Immune Response to Pneumococcal Vaccination in Aging HIV Positive Adults

Aging Clinical Trial

Official title:

Immune Response to Pneumococcal Vaccination in Aging HIV Positive Individuals

Clinical Trial Details — Status: Completed

Administrative data

• NCT number: NCT03039491
• Other study ID #: MUSC vaccine study
• Status: Completed
• Phase: Early Phase 1
• Start date: September 1, 2015
• Est. completion date: March 30, 2020

Study information

• Verified date: June 2020
• Source: Medical University of South Carolina
• Contact: n/a
• Is FDA regulated: No
• Study type: Interventional

Clinical Trial Summary

The investigators hypothesized that pneumococcal vaccination with either the 23-valent pneumococcal polysaccharide vaccine PPV-23 (Pneumovax-23) alone or the 13-valent pneumococcal conjugate vaccine PCV-13 (Prevnar-13) followed by PPV-23 results in a similar antibody levels/functional antibody activity and induce similar pneumococcal polysaccharide (PPS)-specific B cell response in HIV positive individuals > 50 years of age, HIV positive individuals 21-40 years of age as compared to HIV negative > 50 years of age. The investigators immunized the study groups HIV+ persons >50, HIV+ persons 21-40 and controls (HIV negative) with PCV 13 followed by PPV23 and HIV>50 with PPV alone and examined immune responses to polysaccharide (PPS) 23 (F),14, 3, 7 (F) and 19 (A) using polysaccharide specific ELISA and opsonophagocytic assays (OPA). Pre- and post-immunization peripheral blood samples were obtained. Extensive B cell phenotype analysis using fluorescent antibodies was used to characterize PPS-labeled B cells. Specific phenotypes were correlated with antibody levels and OPA and compared to populations immunized with PPV

Description:

The purpose of this study is to learn more about how older people with HIV respond to the pneumococcal or pneumonia vaccine. Pneumonia occurs very frequently in in older persons AND in persons who are infected with HIV. Therefore, it is common practice to vaccinate against pneumonia in these patient populations. Because older patients with HIV fit both of these categories, it is believed that they are at an increased risk of pneumonia.

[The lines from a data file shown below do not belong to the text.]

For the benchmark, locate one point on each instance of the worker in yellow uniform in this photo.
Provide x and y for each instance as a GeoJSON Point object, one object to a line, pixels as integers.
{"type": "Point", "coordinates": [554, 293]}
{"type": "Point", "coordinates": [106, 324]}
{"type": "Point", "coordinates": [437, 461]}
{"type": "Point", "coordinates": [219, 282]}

There are two types of pneumonia vaccines available for adults approved by the Federal Drug Administration (FDA). One is called the pneumococcal polysaccharide vaccine (PPV23) and protects against 23 different strains of the pneumonia bacteria. The other type of vaccine called the pneumococcal conjugate vaccine (PCV13) protects against different strains of the pneumonia bacteria.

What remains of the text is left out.